Bu doğrultuda ücret yalnızca işveren ile akdedilen iş sözleşmesinin gereği olmaktan öte Anayasal bir hak niteliğindedir. Nitekim Anayasa'da ücretin emeğin karşılığı olarak tanımlanması ve hatta Anayasa'nın 18. maddesinde "Hiç kimse zorla çalıştırılamaz. Angarya yasaktır." şeklinde belirtilmiş olup ilgili düzenleme uyarınca da işçinin göstermiş olduğu emek karşısında zorla ücretini almadan çalışması Anayasal hakkın ihlâli sonucunu doğuracaktır.

Anahtar Kelimeler: İş Hukuku, Ücret, Maktu Ücret, Günlük Ücret.

GİRİŞ

İş ilişkisinde ücret ödeme yükümlülüğünün önemli bir parçasının ücretin tam ve zamanında ödenmesi olduğu ise kuşkusuzdur. Aksi kabul mevcut yasal düzenlemelere aykırılık teşkil edecek ve bu kapsamda işverenin çeşitli müeyyideler ile karşılaşması sonucunu doğuracaktır. Ancak bazı hâllerde işverenin, işçinin bir çalışması mevcut olmaksızın ücret ödeme yükümlülüğü içerisinde olabileceği yasal düzenlemeler uyarınca mümkündür. Bu doğrultuda iş ilişkisinin sonucu olarak işçi ücret almaya hak kazanacaktır. İstisnai bir ödeme sistemi olarak maktu ücret ise bu hâllerden biri olup işçinin çalışıp çalışılmadığına bakılmaksızın her ay aynı miktarda ücreti elde etmesi söz konusu olacaktır.

1. ÜCRETİN ÖDENMESİ

Ücret ödeme borcu, işçinin iş görme borcu karşısında yer alan ve işverenin iş sözleşmesinden doğan başlıca borcudur1 . İşverenin ücret ödeme borcu ve bu doğrultuda işçinin ücret hakkı Türk Hukuku'nda gerek Anayasa ile güvence altına alınan bir hak gerekse iş öğretisinde düzenlemeleri bulunan ve iş sözleşmesinde de açıkça karşılaştırılan bir husustur. 
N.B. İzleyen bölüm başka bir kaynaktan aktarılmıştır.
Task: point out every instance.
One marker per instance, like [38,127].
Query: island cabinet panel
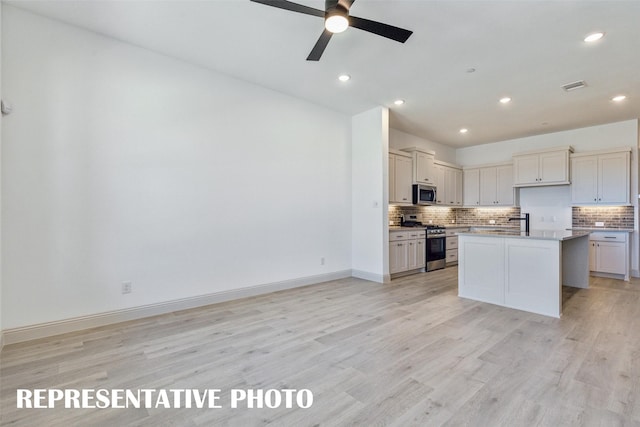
[481,269]
[525,271]
[532,276]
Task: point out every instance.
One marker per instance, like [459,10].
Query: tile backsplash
[612,216]
[460,216]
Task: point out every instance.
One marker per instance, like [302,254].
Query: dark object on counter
[526,222]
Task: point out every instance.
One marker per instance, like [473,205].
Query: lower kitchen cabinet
[407,251]
[609,254]
[452,245]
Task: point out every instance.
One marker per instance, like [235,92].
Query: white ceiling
[522,49]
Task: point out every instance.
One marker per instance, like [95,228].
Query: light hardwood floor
[410,353]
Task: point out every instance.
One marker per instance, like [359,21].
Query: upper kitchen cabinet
[400,170]
[424,171]
[471,187]
[448,184]
[549,167]
[601,178]
[489,186]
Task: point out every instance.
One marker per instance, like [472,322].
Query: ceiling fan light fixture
[336,21]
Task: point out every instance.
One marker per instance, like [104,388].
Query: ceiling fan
[336,20]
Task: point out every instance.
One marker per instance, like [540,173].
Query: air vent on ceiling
[573,86]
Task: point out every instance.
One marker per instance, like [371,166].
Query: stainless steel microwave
[424,194]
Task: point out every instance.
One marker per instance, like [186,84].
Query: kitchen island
[521,270]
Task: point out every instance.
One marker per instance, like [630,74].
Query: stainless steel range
[436,247]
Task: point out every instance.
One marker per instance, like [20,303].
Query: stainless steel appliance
[424,194]
[436,247]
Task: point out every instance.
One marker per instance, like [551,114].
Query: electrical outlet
[127,287]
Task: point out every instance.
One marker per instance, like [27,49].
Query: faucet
[526,222]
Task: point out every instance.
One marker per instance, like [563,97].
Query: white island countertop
[559,235]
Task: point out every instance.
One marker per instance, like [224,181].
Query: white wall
[1,340]
[370,188]
[399,139]
[119,164]
[548,202]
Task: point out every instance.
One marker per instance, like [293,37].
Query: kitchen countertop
[620,230]
[559,235]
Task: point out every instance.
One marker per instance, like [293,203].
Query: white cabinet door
[392,178]
[592,256]
[526,169]
[613,178]
[425,171]
[458,186]
[412,254]
[611,257]
[441,185]
[403,179]
[554,167]
[488,187]
[504,190]
[421,254]
[584,180]
[471,187]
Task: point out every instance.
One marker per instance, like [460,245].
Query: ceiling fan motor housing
[337,7]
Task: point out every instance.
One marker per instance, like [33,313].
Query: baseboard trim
[367,275]
[44,330]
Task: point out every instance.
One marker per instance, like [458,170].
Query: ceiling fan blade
[389,31]
[294,7]
[321,44]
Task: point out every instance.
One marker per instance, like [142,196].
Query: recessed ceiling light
[593,37]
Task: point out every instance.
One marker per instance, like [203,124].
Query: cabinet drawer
[398,235]
[608,237]
[417,234]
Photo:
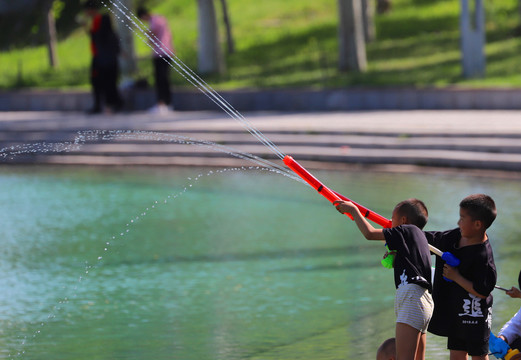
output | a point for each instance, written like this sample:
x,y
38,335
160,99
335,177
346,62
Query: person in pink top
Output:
x,y
163,47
İş Kanunu'nun 32. maddesinin 1. fıkrasında ücretin para ile ödenmesi gerektiği öngörülmüş olup ücretin para haricinde herhangi bir başka yöntemle ödenmesi yasaklanmıştır. İşbu emredici hükmün bir gereği ise ücretin nakit olarak ödenmesidir. Aksi tarafların iradelerine bağlı olmayıp iş sözleşmelerinde bu yönde hüküm koyulması sözleşmenin geçersizliği sonucunu doğuracaktır.

İş Kanunu'nun 32. maddesinin 2. fıkrasında ücretin Türk parası ile işyerinde veya özel olarak açılan bir banka hesabına ödeneceği düzenlenmiştir.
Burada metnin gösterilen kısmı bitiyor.